Besides what Trotsky called Anglo-Saxon pragmatism, Americans in particular are steeped in our 'exceptionalism.’ This meant something very different a century ago than it means now. It used to mean: We set up a unique form of representative government, which proved better than any other at promoting individual liberty, responsibility and industry, as well as family, community and national flourishing. You were welcome to come take part. But we sure as hell weren’t trying to export it. John Quincy Adams: America 'goes not abroad, in search of monsters to destroy.’ That’s the exceptionalism I still believe in.

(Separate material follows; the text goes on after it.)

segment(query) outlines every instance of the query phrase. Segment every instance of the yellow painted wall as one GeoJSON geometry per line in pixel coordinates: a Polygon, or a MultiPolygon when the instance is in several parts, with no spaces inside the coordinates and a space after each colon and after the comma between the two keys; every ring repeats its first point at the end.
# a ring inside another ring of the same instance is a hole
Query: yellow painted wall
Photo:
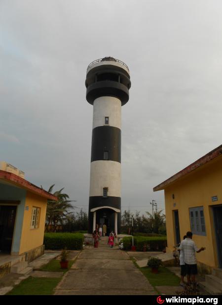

After WWII, the meaning began to evolve rapidly, as we struggled to contain expansionist Soviet communism. Non-intervention went out the window. We helped convince much of the world that popular elections were better than dictatorship. But then Soviet-friendly leftists won some of those elections, typically in former western colonies like Iran, still subject to western resource extraction. Our Cold Warriors then quite often opted for pragmatism over principle, overthrew the elected leaders, and replaced them with US puppets. In other countries, we helped established anti-communist strongmen suppress the popular will, often every bit as brutally as the communists. 'He's a bastard,’ the Cold Warriors said, ‘but he's our bastard.'
Thus an ugly expedience tainted our exceptionalism and began to transform it. The Cold Warriors, and their heirs the neoconservatives, quietly accepted that ends justify means, the precise mindset we castigate leftists for. 'You can't make an omelette without breaking eggs.' It leached all the way down to the grassroots: I was there, and it happened to me too. (I'm better now, thanks.)
The unsustainable Soviet system collapsed in 1991. By the end of the 1990s, a new 'American exceptionalism' had emerged explicitly at the foreign-policy level: 'It's the end of history. We won. If you want to avoid economic sanctions and not get bombed or invaded, you must run your affairs just as [we pretend] we run ours. In short, run you affairs just the way we tell you to.' Thus 'American exceptionalism' came to mean nearly the opposite of what it had meant a century earlier.
Across the political spectrum, 'American exceptionalism' means that many of us are way too comfortable with our leaders telling others (especially foreigners, but also us and our neighbors) how we should run our lives. That's why so many progressives are suddenly cheerleaders for foreign military intervention. That's why so many conservatives - purported 'white supremacists' on DOJ / DHS watch lists - irrationally cheer on Biden's war in Ukraine, which the US provoked by arming actual white supremacists and siccing them on the country's ethnic Russians.
Most of all, our exceptionalist mindset is also why so many right-wingers are so reluctant to admit that the things that made America great, like the rule of law and an independent judiciary, are now dead, or at least comatose. It's hard for us to admit we're ruled by a secret junta of usurpers. Unlike more functional banana republics - Niger springs to mind - in America we don't even know for sure who's on the junta. All we know is that the nominal president most certainly isn't calling the shots.
It's hardest of all to swallow our pride, and accept that techniques and strategies that won wars against tyrants - some of them ‘our bastards’ - in Nicaragua, Afghanistan, Cuba and other 'shithole countries' might be of great use to us today. What's that feeble whimper? 'Surely we're better than that …' ?! Now that's the voice of your inner exceptionalist. Silence that little fucker. We're not better than that. We're not better than Nicaraguans or Afghans. If we were, we wouldn't be in this mess. And whatever you do, don't kid yourself that we can vote our way out of this. As the past decade or two should have taught you, even when we win, the people we elect aren't necessarily in charge.